Metric data can be manipulated mathematically, that is, you can add, subtract, multiply, divide, etc. the data. As we will see throughout this series, it makes sense to take the mean, standard deviation, etc. of metric data. There are two types of metric data, interval and ratio data. The difference between these two types of metric data is that ratio data has an absolute zero value. So, in the case of ratio data, it makes sense to say that one data element is 50% larger than another or that it is twice as effective as another.
A random variable can be considered metric or non-metric, nominal, ordinal, interval, or ratio depending upon whether the underlying data corresponding to the random variable has this type.

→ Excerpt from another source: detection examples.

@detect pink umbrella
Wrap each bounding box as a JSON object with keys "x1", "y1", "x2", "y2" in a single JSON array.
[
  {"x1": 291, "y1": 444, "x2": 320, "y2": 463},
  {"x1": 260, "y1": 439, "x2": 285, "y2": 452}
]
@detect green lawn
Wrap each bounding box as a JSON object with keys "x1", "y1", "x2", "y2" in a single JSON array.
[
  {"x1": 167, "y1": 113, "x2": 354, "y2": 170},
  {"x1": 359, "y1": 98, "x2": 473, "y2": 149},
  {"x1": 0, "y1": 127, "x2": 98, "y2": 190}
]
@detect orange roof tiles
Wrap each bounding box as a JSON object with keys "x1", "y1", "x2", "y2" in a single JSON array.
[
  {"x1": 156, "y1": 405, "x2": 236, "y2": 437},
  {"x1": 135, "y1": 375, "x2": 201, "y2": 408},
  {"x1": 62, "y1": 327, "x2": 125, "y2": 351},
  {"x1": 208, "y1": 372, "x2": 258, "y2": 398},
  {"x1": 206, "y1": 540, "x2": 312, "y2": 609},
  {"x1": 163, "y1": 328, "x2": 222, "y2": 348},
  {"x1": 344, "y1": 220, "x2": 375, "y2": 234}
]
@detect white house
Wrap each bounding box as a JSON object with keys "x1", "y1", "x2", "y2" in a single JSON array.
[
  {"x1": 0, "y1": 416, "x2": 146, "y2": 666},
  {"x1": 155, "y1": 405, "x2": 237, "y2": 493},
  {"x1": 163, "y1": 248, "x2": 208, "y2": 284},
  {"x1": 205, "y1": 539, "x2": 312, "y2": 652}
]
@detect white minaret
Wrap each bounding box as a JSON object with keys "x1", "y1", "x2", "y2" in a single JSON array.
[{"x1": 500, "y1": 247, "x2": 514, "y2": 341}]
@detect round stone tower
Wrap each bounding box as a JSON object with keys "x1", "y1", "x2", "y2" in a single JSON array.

I will be exploring statistics from both a mathematical perspective and from a practical standpoint. In particular, I will be focusing primarily on how you can use Microsoft Excel and R (with R Studio) to conduct in depth and detailed statistical analysis of your data. These skills are crucial to the modern business analyst and also form one of the key pillars of data science. Learning these skills will benefit you greatly in your career and personal growth.